Я проследил, как он ставит на стол огромный поднос, на нем плоское медное блюдо с огромной коричневой тушей раскормленного гуся, оранжевая корочка покрыта бисеринками жира, под ней чувствуется давление горячих недр. Мои ноздряки сразу задергались, жадно улавливая дурманящий запах. Рядом такое же точно блюдо с аппетитно зажаренным поросенком. Кожица блестит, как покрытая лаком, подрагивает от напора ароматного пара.
Хозяин с поклоном замер, ожидая, что же будет, ибо молодой рыцарь побагровел, напрягся, готовый то ли выскочить из-за стола, то ли вовсе перевернуть его с нечестивыми в постные дни блюдами, а я, вспоминая запорожцев, сказал громко:
– Именем Господа перекрещаю порося в карася!.. А гуся – в форель. Все, сэр Сигизмунд, вы тоже можете есть! Как видите, это уже не поросенок, а большой и хорошо прожаренный карась. А карась – постная пища.

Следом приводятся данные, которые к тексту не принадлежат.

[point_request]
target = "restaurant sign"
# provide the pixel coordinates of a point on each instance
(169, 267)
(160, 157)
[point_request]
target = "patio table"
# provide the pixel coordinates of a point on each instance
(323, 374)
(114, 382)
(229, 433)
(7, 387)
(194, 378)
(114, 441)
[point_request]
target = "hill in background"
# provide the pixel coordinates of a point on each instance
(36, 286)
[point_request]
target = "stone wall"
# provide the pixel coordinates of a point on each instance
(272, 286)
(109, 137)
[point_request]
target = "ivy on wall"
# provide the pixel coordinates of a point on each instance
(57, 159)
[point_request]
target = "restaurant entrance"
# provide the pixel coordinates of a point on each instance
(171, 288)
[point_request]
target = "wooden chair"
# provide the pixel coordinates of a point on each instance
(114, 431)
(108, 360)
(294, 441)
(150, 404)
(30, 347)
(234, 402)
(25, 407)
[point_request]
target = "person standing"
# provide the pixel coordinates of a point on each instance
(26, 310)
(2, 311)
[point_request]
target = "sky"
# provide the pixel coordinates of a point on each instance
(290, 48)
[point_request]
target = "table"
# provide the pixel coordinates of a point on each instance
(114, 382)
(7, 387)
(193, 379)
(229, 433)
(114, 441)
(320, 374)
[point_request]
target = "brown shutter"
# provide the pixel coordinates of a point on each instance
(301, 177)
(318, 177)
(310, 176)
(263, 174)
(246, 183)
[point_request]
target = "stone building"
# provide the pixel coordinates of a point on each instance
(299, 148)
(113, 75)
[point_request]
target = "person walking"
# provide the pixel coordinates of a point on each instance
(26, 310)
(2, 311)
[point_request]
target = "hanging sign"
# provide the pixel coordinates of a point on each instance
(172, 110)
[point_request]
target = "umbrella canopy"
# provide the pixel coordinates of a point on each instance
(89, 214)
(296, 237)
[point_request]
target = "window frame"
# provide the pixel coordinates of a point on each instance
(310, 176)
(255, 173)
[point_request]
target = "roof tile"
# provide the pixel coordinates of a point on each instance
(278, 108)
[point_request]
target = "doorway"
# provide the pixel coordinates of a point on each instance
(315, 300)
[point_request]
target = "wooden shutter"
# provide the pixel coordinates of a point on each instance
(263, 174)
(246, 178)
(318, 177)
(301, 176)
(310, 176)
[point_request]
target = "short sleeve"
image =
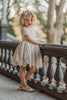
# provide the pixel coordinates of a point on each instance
(26, 31)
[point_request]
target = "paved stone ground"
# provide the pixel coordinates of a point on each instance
(9, 90)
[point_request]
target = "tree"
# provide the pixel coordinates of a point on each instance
(55, 32)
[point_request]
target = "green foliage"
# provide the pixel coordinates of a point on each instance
(11, 30)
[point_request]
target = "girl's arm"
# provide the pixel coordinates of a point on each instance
(29, 39)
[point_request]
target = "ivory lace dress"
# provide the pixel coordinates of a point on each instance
(26, 52)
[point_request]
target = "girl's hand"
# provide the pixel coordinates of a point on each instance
(41, 42)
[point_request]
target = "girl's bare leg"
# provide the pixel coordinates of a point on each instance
(31, 71)
(22, 76)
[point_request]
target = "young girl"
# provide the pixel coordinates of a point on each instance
(27, 52)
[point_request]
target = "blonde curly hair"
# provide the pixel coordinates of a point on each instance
(24, 14)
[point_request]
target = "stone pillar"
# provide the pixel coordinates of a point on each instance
(4, 23)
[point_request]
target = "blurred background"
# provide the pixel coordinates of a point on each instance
(51, 25)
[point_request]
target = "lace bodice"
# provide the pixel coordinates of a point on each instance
(30, 31)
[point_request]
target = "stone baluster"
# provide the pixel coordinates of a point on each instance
(59, 75)
(42, 72)
(65, 76)
(1, 58)
(50, 73)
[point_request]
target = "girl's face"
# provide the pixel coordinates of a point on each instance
(28, 21)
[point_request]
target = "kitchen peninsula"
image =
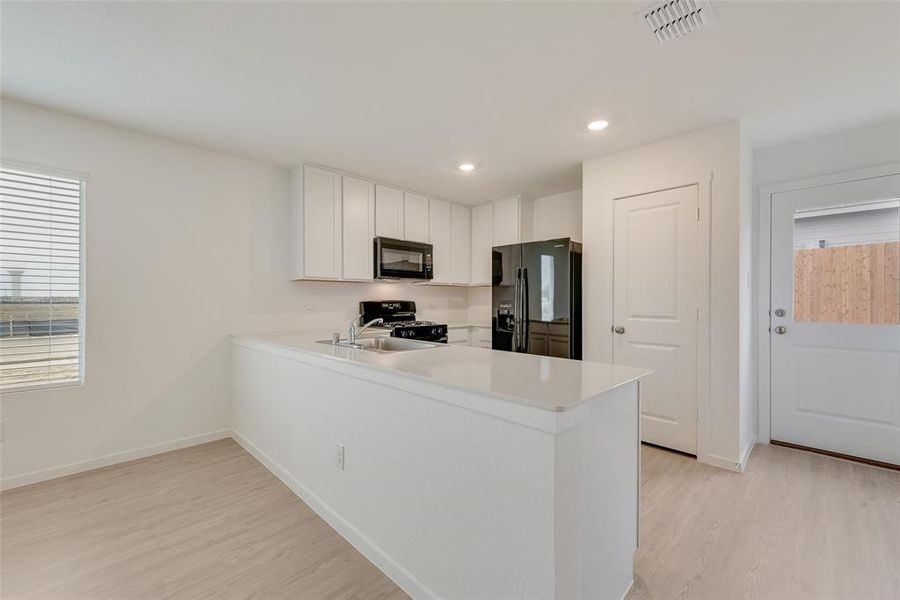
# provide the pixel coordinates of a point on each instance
(460, 472)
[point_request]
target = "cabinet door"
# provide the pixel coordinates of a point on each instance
(358, 228)
(416, 218)
(461, 225)
(321, 223)
(507, 224)
(439, 215)
(388, 212)
(482, 244)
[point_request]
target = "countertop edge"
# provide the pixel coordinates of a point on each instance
(552, 419)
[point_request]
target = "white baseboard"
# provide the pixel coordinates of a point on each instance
(723, 463)
(407, 582)
(728, 463)
(8, 483)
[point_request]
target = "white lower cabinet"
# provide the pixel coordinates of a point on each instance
(358, 228)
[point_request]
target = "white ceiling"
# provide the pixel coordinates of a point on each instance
(403, 92)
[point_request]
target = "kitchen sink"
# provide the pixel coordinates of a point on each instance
(383, 344)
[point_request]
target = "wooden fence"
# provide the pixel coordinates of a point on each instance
(848, 284)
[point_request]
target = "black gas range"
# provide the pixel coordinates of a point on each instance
(399, 316)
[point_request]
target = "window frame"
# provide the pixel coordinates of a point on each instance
(82, 269)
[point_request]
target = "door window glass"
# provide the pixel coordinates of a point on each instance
(847, 264)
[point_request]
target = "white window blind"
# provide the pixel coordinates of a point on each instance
(41, 292)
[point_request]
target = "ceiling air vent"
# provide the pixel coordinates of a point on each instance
(670, 20)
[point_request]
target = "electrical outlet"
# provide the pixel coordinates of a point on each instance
(340, 456)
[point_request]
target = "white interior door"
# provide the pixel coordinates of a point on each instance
(835, 318)
(655, 308)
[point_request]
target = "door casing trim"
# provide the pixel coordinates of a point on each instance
(764, 274)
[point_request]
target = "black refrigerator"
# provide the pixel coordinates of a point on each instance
(536, 298)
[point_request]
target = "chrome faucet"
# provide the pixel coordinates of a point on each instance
(353, 332)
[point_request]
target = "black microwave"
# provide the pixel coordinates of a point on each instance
(399, 259)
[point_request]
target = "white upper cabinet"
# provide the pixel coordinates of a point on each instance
(320, 215)
(388, 212)
(482, 243)
(358, 228)
(507, 224)
(415, 218)
(334, 218)
(461, 225)
(441, 238)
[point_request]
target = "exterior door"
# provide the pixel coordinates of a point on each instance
(835, 318)
(655, 308)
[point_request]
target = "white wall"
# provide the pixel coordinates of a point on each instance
(869, 146)
(673, 162)
(184, 246)
(557, 216)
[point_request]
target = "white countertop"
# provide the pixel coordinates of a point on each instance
(543, 382)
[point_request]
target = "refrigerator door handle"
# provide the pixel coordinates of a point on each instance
(525, 310)
(515, 317)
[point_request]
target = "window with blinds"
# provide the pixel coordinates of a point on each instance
(41, 291)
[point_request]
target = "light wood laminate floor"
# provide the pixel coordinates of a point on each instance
(792, 525)
(211, 522)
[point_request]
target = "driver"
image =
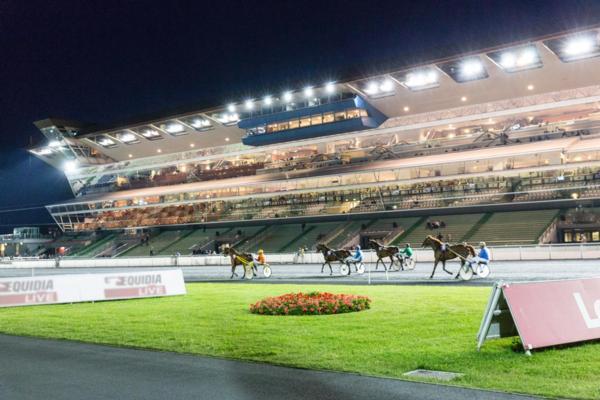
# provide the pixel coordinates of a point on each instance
(483, 258)
(407, 251)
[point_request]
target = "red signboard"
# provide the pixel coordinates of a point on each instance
(544, 313)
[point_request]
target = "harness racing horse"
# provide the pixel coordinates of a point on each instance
(238, 259)
(384, 252)
(461, 251)
(332, 255)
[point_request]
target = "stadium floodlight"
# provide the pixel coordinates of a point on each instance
(330, 88)
(575, 47)
(422, 79)
(517, 58)
(288, 96)
(150, 134)
(465, 70)
(70, 166)
(200, 123)
(127, 137)
(471, 68)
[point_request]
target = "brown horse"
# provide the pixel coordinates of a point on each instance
(236, 259)
(332, 255)
(384, 252)
(461, 251)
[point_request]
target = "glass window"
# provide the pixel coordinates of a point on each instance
(316, 119)
(353, 113)
(327, 117)
(305, 122)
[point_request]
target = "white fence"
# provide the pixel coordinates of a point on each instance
(501, 253)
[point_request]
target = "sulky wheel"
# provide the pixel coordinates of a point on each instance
(344, 269)
(360, 268)
(483, 270)
(465, 272)
(267, 271)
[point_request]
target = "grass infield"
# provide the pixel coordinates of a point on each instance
(408, 327)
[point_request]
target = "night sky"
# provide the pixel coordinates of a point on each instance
(105, 61)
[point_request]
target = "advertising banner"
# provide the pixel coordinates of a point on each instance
(74, 288)
(544, 313)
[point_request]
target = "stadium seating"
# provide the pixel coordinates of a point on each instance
(157, 243)
(517, 227)
(457, 226)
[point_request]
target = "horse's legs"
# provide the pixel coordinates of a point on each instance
(434, 267)
(444, 266)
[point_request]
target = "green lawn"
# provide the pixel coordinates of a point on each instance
(407, 327)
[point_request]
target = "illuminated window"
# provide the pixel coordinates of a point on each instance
(327, 117)
(304, 122)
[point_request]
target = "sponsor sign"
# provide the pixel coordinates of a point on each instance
(90, 287)
(543, 313)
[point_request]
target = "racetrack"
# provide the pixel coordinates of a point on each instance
(307, 273)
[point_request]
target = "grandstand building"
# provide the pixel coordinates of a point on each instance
(502, 137)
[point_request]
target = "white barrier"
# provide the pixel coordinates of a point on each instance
(500, 253)
(74, 288)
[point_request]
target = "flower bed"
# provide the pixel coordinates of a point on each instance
(314, 303)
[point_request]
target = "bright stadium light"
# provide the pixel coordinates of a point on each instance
(471, 68)
(174, 127)
(421, 79)
(372, 88)
(288, 96)
(127, 137)
(517, 58)
(330, 87)
(70, 166)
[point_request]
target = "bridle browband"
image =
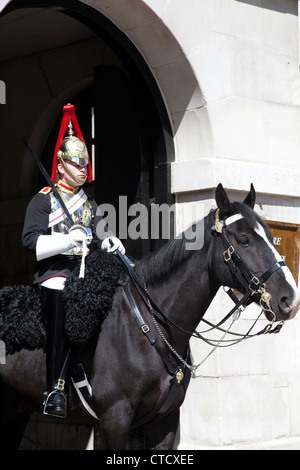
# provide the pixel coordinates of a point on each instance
(250, 283)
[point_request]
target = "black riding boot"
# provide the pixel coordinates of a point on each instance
(56, 354)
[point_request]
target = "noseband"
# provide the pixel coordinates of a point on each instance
(250, 284)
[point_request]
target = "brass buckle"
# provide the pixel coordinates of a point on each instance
(60, 384)
(145, 328)
(254, 281)
(227, 253)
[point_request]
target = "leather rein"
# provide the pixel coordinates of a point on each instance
(250, 285)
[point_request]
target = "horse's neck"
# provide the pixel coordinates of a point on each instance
(185, 295)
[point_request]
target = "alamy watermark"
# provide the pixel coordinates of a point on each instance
(2, 92)
(2, 352)
(156, 222)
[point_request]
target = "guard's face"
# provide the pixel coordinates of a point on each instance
(75, 170)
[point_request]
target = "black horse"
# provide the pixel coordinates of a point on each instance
(140, 375)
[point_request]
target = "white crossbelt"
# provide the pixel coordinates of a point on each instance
(72, 205)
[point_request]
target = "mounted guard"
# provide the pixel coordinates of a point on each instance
(59, 225)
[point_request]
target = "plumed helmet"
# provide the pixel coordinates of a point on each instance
(71, 147)
(75, 150)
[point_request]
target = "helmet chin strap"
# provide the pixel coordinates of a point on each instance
(69, 173)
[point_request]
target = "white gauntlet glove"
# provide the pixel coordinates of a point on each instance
(51, 245)
(77, 235)
(111, 244)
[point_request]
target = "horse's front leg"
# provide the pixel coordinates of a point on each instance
(163, 435)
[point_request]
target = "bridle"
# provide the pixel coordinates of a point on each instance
(250, 285)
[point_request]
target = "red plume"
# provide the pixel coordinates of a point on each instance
(68, 114)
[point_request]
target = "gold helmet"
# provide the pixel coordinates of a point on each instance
(71, 148)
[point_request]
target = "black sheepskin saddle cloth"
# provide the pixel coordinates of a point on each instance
(87, 301)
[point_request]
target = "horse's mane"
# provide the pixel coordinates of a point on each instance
(158, 265)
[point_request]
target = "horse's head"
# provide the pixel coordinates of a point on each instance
(250, 260)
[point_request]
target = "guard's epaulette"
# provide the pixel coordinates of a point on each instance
(45, 190)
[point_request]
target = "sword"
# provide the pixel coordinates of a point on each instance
(51, 184)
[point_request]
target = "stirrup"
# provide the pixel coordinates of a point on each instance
(59, 409)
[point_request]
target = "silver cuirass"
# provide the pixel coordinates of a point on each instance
(81, 213)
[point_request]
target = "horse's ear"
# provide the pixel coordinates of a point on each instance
(222, 200)
(250, 198)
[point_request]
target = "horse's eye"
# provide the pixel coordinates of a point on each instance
(244, 241)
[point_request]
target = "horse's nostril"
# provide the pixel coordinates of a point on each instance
(285, 305)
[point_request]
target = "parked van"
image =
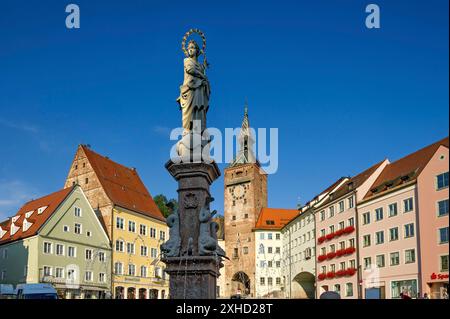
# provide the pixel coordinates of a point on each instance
(7, 291)
(36, 291)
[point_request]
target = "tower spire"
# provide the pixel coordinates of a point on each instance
(246, 141)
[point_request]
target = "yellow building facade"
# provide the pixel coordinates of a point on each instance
(138, 272)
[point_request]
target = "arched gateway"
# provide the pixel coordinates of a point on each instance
(303, 286)
(240, 283)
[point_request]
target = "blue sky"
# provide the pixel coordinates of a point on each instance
(342, 96)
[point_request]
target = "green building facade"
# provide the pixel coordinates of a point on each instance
(57, 239)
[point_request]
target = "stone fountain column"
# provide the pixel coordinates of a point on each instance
(192, 276)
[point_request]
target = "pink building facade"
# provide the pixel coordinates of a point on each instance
(388, 244)
(433, 196)
(403, 227)
(336, 235)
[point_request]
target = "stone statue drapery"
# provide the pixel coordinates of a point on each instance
(195, 91)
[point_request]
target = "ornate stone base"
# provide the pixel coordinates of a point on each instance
(193, 277)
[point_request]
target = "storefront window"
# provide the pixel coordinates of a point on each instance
(408, 287)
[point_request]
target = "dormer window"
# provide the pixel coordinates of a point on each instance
(13, 229)
(77, 212)
(26, 225)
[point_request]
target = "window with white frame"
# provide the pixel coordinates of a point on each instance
(366, 218)
(118, 268)
(143, 271)
(380, 261)
(119, 245)
(409, 230)
(130, 248)
(59, 249)
(351, 202)
(120, 223)
(322, 215)
(48, 247)
(395, 258)
(393, 234)
(88, 254)
(379, 237)
(262, 281)
(367, 262)
(77, 211)
(331, 211)
(349, 289)
(442, 181)
(131, 226)
(443, 235)
(77, 228)
(410, 256)
(131, 270)
(444, 263)
(443, 207)
(142, 230)
(351, 221)
(71, 252)
(59, 272)
(88, 276)
(352, 263)
(393, 211)
(379, 214)
(366, 240)
(144, 250)
(48, 271)
(351, 242)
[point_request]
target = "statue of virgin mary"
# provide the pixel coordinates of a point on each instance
(195, 91)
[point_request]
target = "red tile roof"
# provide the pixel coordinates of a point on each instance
(405, 169)
(354, 182)
(123, 185)
(52, 202)
(274, 218)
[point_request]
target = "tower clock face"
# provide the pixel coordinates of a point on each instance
(238, 192)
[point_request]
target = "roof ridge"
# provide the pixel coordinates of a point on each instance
(429, 146)
(85, 147)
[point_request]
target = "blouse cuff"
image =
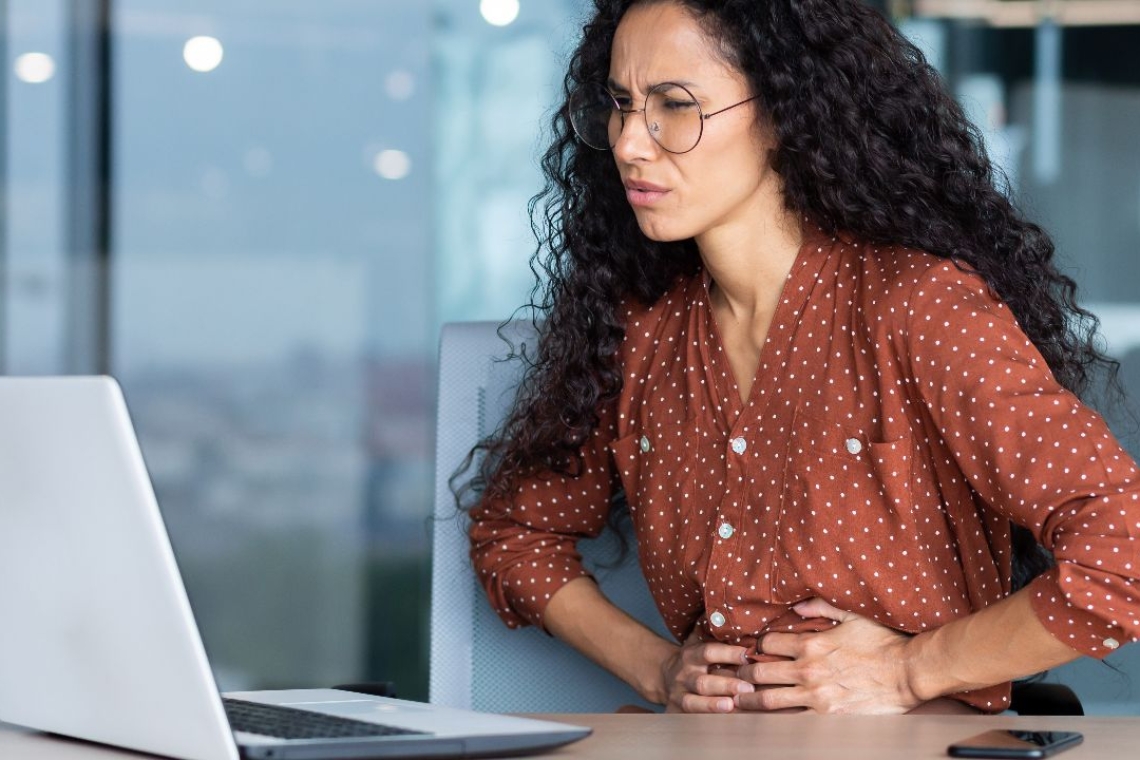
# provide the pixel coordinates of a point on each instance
(1052, 596)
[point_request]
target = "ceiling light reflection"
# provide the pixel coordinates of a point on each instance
(34, 67)
(203, 54)
(498, 13)
(392, 164)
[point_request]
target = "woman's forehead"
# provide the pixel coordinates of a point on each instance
(661, 42)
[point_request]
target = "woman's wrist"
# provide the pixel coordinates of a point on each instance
(650, 677)
(925, 670)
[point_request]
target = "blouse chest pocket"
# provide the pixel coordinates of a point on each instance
(847, 506)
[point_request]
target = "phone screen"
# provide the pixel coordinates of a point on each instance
(1015, 744)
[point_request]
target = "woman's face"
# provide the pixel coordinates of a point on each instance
(725, 181)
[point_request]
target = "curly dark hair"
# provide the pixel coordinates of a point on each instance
(869, 141)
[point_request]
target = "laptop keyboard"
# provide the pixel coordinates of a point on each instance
(290, 722)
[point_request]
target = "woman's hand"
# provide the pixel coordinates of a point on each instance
(701, 677)
(857, 667)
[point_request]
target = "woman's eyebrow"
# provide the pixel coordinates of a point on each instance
(613, 87)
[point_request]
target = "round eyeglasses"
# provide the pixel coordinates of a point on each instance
(673, 116)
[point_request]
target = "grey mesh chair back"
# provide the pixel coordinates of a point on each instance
(475, 661)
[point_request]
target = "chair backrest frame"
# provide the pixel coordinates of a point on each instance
(475, 661)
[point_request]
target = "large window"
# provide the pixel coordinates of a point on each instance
(300, 193)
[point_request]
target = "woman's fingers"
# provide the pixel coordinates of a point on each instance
(714, 653)
(698, 703)
(709, 685)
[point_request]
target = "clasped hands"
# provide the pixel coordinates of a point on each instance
(856, 667)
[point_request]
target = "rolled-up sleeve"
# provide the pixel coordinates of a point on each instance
(524, 549)
(1034, 454)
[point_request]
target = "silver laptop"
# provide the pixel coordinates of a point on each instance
(97, 638)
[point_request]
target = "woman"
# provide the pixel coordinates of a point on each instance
(790, 318)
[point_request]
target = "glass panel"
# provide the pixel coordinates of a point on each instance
(274, 321)
(34, 283)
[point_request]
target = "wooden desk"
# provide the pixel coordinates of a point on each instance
(732, 737)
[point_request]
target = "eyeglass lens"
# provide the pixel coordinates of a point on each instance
(672, 115)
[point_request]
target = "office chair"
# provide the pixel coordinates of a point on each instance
(475, 661)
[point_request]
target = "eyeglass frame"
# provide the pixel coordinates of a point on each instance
(700, 113)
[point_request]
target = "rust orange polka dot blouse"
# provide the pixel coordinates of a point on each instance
(898, 421)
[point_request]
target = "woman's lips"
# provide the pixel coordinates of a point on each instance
(644, 194)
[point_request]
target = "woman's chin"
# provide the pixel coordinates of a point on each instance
(661, 234)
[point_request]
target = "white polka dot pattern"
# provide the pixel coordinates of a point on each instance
(898, 419)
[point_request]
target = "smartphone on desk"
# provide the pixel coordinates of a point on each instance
(1015, 744)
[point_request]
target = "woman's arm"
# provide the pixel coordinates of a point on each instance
(662, 672)
(1001, 643)
(863, 667)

Сигизмунд всмотрелся в поросенка, на лице появилось жалобное выражение, он даже побледнел, сказал дрогнувшим голосом:
– Но я… все еще зрю поросенка…
– Как? – изумился я. – Сэр Сигизмунд, это на нас наводят морок, чтобы сбить с пути христианина!.. Или у вас недостаточно веры? Вон даже хозяин подтвердит, что перед вами карась!
Хозяин взглянул на меня изумленными глазами, потом на бедного рыцаря и сказал очень честным голосом:
– Карась, еще какой дивный карась!.. Отродясь такого карасистого карася не видел! Чудо, просто чудо!.. Кушайте, доблестный рыцарь, никакого греха на вас не будет! Какой же грех – есть такого карасевого карася?
Сигизмунд нерешительно отрезал заднюю лапу, начал жевать, лицо все еще напряженное, внушает себе, что обсасывает плавничок, а я сказал хозяину:
– А теперь вина!.. Сам понимаешь, под рыбу надо красное вино. Красное, понял?
Он поклонился, глаза его были, как океаны после потепления, полны глубочайшего уважения.
– Понял, доблестный сэр! Все понял.
Он исчез, отсутствовал долго, но когда принес кувшин, я сразу ощутил по его температуре, что хранился в самом глубоком погребе. Хозяин на моих глазах смел паутину с засохшими тельцами паучков со скрюченными лапками, сломал сургучную пробку.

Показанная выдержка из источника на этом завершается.